Well i don't really know where to start. I feel like have been neglecting my blog. Seeing that my last post was in May. So much has happened in my life that i just need to let the world know. After asking the girl of my dreams to marry me I thought that it was going to be a smooth ride till the wedding. Seeing that i was in love and things were going really for me i couldn't think of anything that can ruin my high. But I guess you cant always have your cake and eat it too.I'm having a hard time with my future in-laws. Well just father-in-law. Its as if we cant do anything right in his eyes. We try so hard to make Our plans work for us. I think its something that he is having trouble with it. I can tell that he is someone that has to have control of every situation. I'm sorry but its not that easy with me. If you have known me for awhile then you would know that i have had "daddy" issues. Growing up i didn't have the best father. I was abused physically and emotionally. And i think that the emotional abuse is what hurt the most. I was always told that i wouldn't amount to anything and that i was pretty much useless. I had to help raise my younger siblings when i was 18. I don't know about you but being a father figure to a bunch of kids at 18 is not the best thing for a kid. But i did what i had to. I became the man that they needed me be. For years i put myself last and them first. I did my best. So now that i am older there are things that i just don't put up with. And having a controlling person try and run my life isn't going to fly. Malinda tells me to just forget about it and that's just the way he is. But i cant do it. there have been times where i just wanted to give up because of what he has done to her. But i cant. I'm in love with an amazing girl. Some members of her family don't see me for who i am.I don't know how they see me. Maybe its because I'm not successful enough for them. But I'm sorry i don't have a daddy to turn for everything that i have. But for the most part i love my new family. The change for me is going to be hard. I guess all i can do is put a fake smile on my face and do what makes Malinda happy.
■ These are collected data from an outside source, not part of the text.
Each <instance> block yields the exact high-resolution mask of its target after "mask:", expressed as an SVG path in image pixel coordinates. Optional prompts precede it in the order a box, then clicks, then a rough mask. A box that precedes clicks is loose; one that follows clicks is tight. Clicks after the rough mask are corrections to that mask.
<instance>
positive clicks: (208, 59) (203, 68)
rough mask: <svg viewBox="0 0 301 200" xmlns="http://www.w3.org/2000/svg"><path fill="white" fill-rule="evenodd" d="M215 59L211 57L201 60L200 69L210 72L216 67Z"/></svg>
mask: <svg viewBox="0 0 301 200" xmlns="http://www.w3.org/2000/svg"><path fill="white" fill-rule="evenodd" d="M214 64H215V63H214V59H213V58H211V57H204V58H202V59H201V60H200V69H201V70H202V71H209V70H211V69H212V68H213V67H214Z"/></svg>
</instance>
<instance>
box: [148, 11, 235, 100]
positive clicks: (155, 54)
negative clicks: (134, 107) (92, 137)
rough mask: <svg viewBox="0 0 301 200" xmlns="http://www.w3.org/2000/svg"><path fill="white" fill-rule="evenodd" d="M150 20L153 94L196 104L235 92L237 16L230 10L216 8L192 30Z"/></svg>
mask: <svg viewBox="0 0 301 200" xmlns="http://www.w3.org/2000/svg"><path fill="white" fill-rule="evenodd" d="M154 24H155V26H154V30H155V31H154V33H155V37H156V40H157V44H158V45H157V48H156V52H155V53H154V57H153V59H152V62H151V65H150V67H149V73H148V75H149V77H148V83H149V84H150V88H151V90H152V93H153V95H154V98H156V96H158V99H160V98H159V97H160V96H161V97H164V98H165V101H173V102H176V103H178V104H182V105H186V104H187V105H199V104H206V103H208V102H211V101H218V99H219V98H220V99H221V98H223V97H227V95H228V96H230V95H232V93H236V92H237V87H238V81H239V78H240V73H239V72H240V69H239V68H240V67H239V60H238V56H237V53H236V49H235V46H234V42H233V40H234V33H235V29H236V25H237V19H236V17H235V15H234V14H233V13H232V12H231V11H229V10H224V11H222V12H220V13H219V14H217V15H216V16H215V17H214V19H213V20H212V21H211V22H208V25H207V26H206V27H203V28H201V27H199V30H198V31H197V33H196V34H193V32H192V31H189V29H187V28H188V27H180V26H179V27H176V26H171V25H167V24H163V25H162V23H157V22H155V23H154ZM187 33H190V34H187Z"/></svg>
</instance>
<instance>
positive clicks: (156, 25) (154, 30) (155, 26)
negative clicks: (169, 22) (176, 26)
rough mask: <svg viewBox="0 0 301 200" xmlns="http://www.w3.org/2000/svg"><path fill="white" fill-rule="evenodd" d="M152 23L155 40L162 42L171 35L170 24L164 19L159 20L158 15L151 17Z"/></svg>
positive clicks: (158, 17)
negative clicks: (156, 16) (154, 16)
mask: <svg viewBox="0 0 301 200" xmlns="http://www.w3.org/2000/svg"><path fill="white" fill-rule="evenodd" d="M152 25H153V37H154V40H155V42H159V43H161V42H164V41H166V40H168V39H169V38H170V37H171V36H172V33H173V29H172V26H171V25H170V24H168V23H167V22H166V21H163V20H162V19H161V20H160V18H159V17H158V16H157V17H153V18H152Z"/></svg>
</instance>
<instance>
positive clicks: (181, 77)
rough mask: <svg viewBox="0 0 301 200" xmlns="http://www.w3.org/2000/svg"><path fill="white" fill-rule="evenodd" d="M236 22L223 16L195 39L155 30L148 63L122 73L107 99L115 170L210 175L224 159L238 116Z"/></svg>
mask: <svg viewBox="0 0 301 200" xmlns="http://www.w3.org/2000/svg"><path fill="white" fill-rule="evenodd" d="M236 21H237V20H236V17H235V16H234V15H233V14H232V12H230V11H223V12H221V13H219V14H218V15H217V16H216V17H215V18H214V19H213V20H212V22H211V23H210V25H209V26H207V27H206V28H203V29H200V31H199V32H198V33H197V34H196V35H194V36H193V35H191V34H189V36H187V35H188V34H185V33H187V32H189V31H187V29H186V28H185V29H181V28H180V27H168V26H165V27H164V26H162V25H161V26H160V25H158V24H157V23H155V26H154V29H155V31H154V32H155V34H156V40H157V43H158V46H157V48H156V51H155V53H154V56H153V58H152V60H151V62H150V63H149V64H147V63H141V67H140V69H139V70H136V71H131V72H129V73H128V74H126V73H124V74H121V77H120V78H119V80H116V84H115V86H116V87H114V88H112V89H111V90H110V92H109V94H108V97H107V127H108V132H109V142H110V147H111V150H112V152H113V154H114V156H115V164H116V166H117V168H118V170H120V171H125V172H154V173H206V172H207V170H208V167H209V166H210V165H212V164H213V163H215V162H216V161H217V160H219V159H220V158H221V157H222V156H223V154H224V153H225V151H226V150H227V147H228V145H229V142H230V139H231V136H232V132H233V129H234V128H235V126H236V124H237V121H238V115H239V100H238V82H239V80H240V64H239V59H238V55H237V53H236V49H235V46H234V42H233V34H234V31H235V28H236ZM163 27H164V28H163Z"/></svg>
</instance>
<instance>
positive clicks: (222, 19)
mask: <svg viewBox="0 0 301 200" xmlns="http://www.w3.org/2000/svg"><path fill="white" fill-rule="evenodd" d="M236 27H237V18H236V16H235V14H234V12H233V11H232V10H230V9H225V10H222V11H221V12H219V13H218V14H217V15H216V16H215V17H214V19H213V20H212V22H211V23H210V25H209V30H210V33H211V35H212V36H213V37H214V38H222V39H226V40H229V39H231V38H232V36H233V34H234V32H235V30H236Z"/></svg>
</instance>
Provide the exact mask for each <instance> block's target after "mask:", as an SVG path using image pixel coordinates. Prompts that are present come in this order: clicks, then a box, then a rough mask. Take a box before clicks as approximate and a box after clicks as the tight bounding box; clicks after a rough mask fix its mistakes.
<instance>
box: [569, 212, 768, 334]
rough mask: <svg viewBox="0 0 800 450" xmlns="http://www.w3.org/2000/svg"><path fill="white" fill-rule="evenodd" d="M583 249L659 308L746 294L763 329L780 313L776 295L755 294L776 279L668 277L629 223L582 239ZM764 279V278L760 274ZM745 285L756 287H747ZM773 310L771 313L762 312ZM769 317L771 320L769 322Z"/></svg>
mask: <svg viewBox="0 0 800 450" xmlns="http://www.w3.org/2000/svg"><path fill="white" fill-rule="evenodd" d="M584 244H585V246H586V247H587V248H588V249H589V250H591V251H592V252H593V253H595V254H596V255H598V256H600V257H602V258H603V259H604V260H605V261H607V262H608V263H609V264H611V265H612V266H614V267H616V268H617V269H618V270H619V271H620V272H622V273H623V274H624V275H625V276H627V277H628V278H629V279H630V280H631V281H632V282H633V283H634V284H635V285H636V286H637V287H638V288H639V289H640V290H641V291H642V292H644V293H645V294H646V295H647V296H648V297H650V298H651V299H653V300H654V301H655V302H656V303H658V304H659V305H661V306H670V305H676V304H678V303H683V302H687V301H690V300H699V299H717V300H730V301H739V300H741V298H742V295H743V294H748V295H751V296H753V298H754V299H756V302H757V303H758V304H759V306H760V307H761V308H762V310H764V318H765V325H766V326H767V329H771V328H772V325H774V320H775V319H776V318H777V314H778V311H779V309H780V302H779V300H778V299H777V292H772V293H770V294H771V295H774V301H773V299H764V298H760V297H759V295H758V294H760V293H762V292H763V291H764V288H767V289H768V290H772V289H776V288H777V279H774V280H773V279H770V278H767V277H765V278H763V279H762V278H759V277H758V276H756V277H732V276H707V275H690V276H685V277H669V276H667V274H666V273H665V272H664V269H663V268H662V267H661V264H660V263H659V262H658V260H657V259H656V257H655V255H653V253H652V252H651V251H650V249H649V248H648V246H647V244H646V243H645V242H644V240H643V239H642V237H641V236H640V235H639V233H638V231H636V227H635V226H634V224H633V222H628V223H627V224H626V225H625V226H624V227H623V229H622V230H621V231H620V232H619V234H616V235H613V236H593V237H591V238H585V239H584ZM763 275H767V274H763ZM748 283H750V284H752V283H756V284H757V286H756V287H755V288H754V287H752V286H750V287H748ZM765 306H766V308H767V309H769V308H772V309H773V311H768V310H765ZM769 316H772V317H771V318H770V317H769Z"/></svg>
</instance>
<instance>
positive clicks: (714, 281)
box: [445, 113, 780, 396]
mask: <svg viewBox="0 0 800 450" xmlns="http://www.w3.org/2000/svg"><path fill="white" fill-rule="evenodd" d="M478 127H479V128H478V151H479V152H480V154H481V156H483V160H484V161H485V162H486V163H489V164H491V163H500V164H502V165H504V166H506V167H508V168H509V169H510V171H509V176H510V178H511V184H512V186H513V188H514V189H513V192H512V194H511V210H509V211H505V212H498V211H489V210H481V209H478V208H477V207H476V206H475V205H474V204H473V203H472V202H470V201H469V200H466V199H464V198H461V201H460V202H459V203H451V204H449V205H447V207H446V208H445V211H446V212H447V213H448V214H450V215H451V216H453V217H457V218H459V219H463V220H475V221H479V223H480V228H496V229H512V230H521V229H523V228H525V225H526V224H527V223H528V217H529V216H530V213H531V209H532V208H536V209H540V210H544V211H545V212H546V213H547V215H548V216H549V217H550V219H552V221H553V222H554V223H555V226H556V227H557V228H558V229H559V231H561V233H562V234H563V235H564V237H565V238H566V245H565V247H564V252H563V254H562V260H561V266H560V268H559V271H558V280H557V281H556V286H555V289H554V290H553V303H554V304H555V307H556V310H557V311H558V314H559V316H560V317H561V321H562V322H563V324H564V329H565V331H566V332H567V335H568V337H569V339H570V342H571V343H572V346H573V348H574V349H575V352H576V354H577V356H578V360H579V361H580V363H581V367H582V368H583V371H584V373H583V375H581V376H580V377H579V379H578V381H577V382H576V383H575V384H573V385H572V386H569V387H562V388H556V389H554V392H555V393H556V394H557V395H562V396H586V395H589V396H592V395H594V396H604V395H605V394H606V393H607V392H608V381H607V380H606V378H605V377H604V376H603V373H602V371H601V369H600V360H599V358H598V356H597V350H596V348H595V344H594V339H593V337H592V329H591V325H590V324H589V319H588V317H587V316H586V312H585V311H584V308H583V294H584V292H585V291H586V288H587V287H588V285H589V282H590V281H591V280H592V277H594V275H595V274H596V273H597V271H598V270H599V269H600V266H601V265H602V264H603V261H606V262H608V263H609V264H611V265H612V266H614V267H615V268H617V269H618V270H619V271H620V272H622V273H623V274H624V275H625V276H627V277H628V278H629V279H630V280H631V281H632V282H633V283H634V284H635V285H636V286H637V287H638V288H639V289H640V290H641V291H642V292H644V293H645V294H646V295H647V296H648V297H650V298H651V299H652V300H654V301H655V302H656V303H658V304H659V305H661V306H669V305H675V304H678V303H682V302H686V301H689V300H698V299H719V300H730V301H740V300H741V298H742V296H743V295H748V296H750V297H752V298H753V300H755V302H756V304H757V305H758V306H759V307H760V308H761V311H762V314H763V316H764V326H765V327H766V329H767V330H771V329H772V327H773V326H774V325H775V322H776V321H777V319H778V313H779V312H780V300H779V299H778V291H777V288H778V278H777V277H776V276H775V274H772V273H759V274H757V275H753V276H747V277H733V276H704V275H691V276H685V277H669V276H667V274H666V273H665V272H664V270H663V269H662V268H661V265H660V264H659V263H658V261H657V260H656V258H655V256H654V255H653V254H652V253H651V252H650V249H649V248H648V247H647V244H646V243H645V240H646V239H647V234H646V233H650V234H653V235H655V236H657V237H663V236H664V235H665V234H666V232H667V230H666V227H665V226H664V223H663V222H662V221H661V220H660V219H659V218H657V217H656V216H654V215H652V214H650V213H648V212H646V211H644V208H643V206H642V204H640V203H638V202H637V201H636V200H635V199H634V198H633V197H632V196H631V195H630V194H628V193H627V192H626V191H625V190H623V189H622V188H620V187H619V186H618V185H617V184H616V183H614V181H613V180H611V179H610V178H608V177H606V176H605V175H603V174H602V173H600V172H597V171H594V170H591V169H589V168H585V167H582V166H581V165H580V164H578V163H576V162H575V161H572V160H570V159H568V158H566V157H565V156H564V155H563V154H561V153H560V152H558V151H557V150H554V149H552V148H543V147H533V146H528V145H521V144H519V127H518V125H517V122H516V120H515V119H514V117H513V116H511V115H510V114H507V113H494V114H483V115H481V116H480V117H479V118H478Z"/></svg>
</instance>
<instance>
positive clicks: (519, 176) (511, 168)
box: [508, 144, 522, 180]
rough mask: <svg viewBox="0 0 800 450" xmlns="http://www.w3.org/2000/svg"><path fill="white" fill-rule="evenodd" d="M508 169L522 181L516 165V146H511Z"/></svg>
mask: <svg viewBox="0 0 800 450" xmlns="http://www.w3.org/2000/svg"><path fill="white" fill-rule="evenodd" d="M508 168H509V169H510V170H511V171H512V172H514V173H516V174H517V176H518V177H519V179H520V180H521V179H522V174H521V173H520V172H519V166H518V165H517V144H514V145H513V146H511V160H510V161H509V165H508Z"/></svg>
On another note. I was in the hospital last week. It was hard to be there. To just lie in that bed and not be able to do anything. I was given some news that would change my life forever. The way that i cook the way i eat the way i live my life. I don't know if anyone can relate or not. But i have never had a moment in my life when i just sat there and watch my life change in minutes. I didn't know what to do or to say. I looked at Malinda and thought to myself how is she going to want to be with me when I'm down and out. I'm her rock I'm everything and now I'm stuck to this bed. So many things were going on in my head. Not to sound over dramatic or anything but that is what i was thinking. I'm better now. Malinda still loves me. everything is ok now. One thing that really change my out look on things was one nurse. Now i have never really thought much of nurses. I know that they play an important role in the hospital. They are very smart and most of them know a lot about what they are doing. But this time i saw a nurse who did more then just poke me. She came in about 6 in the morning. She was getting my meds ready for me and asked how i was doing. She started to tell me about what was going on with me. She let me know things that i can do to fix my life. I didn't for a moment think that she actually cared about me or my life. For me the best thing someone can do is just to make me laugh and not think about what was going on at that moment. For 2 days i had the best nurse in Austin. She was everything that i could have ever asked in a nurse. I now have a bigger respect for nurses. They aren't just there to poke you or to ask if you have pooped.